The phenomenon of co-channel speech commonly occurs due to the combination of speech signals from simultaneous and independent sources into one signal at the receiving microphone, or when two speech signals are transmitted simultaneously over a single channel. An efficient co-channel speech separation system is an important front-end component in many applications such as Automatic Speech Recognition (ASR), Speaker Identification (SID), and hearing aids.
The separation process of co-channel speech consists, mainly, of three stages: Analysis, Separation, and Reconstruction. The central separation stage represents the heart of the system in which the target speech is separated from the interfering speech. At the front, since the separation process works on one segment of co-channel speech at a time, a mean must be found in the analysis stage to accurately classify each segment into single or multi-speaker before separation. Precise estimation of each speaker's speech model parameters is another important task in the analysis stage. The speech signal of the desired speaker is finally synthesized from its estimated parameters in the reconstruction stage. In order to have a reliable overall speech separation system, improvements need to be achieved in all three stages.

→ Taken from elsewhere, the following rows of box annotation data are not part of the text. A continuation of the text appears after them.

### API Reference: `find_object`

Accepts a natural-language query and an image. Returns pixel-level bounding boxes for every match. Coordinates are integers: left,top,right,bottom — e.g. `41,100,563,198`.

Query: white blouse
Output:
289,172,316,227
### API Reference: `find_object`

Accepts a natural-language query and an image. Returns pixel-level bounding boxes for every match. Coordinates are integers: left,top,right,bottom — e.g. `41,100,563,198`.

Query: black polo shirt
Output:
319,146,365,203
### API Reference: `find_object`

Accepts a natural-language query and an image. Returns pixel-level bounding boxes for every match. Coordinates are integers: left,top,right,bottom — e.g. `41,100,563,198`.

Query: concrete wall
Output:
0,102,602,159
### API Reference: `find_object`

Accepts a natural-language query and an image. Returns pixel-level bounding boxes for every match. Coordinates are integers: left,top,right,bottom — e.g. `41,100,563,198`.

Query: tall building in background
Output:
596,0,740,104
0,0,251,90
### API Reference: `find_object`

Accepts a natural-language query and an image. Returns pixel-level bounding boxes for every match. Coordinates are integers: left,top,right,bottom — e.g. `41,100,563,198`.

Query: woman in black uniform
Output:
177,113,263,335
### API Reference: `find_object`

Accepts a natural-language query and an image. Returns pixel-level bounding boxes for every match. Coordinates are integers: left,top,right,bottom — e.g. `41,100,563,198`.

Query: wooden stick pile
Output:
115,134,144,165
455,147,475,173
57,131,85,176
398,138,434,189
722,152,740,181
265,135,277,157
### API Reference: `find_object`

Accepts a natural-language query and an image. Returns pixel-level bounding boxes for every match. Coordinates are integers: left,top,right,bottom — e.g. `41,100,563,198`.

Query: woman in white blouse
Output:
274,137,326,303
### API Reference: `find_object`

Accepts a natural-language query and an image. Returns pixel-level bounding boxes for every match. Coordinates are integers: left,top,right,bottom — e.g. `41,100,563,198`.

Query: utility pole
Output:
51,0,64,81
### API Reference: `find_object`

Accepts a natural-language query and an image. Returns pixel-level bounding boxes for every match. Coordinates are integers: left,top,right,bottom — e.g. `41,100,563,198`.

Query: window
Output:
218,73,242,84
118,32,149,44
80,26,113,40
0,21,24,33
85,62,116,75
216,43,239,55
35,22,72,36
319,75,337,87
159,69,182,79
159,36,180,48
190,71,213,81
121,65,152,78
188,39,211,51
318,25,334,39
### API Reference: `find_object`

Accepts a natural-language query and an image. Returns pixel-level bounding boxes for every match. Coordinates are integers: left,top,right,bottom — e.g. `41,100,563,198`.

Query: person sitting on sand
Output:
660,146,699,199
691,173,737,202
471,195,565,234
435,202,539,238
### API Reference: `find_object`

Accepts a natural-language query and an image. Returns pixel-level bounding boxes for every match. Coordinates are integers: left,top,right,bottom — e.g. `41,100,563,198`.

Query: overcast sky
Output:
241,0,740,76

This thesis introduces a classification algorithm that is capable of determining the voicing-state of co-channel speech. The algorithm uses some features of the reconstructed state-space of the speech data as a measure to identify the three voicingstates of co-channel speech; Unvoiced/Unvoiced (U/U), Voiced/Unvoiced (V/U), and Voiced/Voiced (V/V). The proposed method requires neither a priori information nor speech training data. Nonetheless, simulation results show enhanced performance in identifying the three voicing-states at different target-to-interference ratio (TIR) values as well as at different levels of background noise compared to other existing techniques.
A time-domain method to precisely estimate the sinusoidal model parameters of co-channel speech is also presented. The method does not require the calculation of the discrete Fourier transform nor the multiplication by a window function which both degrade the estimate of the sinusoidal model parameters. The method incorporates a least-squares estimator and an adaptive technique to model and separate the cochannel speech into its individual speakers. The application of this method on speech data demonstrates the effectiveness of this method in separating co-channel speech signals with different TIRs.